Chicken tenders, fries, and sauce on a wooden table.
Bloomin' Brands

It isn’t the only virtual strategy unfurling for Bloomin’.

Outback Steakhouse Owner's Chicken-Tender Brand Goes National

Tender Shack is now available in more than 700 locations.

There’s some prevailing logic behind why restaurant chains launch virtual brands. The low-capital investment. The ability to seed demand without physical infrastructure. An attempt to level the product-crazed playing field of third-party delivery. People looking for chicken tenders on DoorDash probably aren’t searching for a casual-dining steakhouse, for instance.

But Outback parent company Bloomin’ Brands offered up a point Thursday CEO David Deno called “fascinating.”

To date, 80 percent of the company’s customers for Tender Shack, its virtual concept, have never ordered from any of Bloomin’s legacy brands. That includes Outback, Carrabba’s, Fleming’s, and Bonefish Grill.
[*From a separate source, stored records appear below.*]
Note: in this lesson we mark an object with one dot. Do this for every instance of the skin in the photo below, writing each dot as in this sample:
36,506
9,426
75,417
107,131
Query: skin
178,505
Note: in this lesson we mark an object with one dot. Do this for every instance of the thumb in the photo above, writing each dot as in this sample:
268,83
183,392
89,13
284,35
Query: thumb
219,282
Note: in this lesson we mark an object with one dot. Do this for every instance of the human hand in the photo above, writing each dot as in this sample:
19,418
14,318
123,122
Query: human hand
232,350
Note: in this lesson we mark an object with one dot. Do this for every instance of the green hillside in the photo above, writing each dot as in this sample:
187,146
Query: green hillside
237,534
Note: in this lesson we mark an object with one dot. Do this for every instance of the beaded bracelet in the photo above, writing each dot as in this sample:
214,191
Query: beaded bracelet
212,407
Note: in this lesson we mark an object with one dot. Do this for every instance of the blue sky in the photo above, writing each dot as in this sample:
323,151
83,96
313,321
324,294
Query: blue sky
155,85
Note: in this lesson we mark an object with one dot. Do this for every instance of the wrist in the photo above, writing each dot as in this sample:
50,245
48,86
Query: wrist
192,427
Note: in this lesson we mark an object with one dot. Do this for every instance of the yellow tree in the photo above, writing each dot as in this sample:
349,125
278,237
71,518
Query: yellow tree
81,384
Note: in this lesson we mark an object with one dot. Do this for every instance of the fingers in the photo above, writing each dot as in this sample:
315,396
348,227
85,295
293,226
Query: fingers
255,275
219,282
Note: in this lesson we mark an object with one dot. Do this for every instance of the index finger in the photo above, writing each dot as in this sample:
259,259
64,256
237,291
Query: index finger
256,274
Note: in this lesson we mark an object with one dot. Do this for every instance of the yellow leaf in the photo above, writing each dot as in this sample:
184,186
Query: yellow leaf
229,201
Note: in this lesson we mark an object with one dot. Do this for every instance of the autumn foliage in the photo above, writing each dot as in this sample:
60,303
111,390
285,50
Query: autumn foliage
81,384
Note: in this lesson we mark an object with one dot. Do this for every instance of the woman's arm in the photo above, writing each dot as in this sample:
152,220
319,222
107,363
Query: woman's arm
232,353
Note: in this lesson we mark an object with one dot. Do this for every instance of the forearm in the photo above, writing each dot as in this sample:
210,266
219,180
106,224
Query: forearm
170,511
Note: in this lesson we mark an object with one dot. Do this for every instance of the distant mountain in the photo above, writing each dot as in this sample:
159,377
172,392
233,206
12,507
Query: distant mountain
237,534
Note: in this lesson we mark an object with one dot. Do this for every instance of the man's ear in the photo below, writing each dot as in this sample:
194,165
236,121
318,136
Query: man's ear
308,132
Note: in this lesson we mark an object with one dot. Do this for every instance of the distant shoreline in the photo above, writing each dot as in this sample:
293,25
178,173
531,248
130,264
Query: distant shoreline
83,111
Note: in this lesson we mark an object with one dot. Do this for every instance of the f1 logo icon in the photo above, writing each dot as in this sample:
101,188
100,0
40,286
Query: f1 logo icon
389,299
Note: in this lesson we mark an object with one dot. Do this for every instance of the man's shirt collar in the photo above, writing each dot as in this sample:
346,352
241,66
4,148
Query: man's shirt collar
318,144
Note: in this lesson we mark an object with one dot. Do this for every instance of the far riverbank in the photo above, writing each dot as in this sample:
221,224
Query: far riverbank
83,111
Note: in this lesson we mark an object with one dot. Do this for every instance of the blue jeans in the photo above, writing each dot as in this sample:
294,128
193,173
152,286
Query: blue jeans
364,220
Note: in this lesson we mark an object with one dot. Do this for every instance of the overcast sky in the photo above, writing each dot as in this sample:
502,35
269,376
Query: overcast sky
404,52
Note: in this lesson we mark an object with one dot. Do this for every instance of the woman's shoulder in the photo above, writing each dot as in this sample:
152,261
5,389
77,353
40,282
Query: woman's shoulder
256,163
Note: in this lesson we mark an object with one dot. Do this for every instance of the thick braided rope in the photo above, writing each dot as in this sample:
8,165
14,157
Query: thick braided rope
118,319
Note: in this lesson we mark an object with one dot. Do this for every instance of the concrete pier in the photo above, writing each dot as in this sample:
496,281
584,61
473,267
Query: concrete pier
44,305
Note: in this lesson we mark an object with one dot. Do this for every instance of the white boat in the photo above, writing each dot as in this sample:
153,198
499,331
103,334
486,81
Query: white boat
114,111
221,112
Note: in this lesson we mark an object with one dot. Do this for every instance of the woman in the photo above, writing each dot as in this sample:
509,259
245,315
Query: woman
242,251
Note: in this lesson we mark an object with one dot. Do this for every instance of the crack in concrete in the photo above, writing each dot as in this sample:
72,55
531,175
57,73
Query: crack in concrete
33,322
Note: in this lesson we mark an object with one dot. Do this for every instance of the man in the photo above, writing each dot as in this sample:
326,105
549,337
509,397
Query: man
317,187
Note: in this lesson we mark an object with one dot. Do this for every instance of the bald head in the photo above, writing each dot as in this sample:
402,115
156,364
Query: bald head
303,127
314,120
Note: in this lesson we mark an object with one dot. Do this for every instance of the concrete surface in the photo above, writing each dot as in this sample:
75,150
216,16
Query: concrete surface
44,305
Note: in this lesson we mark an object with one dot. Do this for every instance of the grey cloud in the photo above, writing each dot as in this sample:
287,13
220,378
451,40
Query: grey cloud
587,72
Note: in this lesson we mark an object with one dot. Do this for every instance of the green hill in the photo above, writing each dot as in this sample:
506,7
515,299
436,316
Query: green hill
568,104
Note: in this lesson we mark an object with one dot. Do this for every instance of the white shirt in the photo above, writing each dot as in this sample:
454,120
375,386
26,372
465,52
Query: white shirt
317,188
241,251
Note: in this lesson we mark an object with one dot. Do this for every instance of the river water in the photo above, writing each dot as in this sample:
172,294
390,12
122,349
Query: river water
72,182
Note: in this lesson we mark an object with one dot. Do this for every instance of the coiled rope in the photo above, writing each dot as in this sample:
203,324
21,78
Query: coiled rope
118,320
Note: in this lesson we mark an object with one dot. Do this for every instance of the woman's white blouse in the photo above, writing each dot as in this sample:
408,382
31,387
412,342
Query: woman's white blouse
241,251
“And so we believe that this business can certainly stand on its own and we can grow it from there,” Deno said during a conference call.

Alongside its Q4 earnings, Bloomin’ announced Thursday it’s taking Tender Shack, which debuted September in Tampa, Florida, national through DoorDash, all the way to Hawaii. It’s now live in 725 locations, primarily operating out of Outback and Carrabba’s kitchens.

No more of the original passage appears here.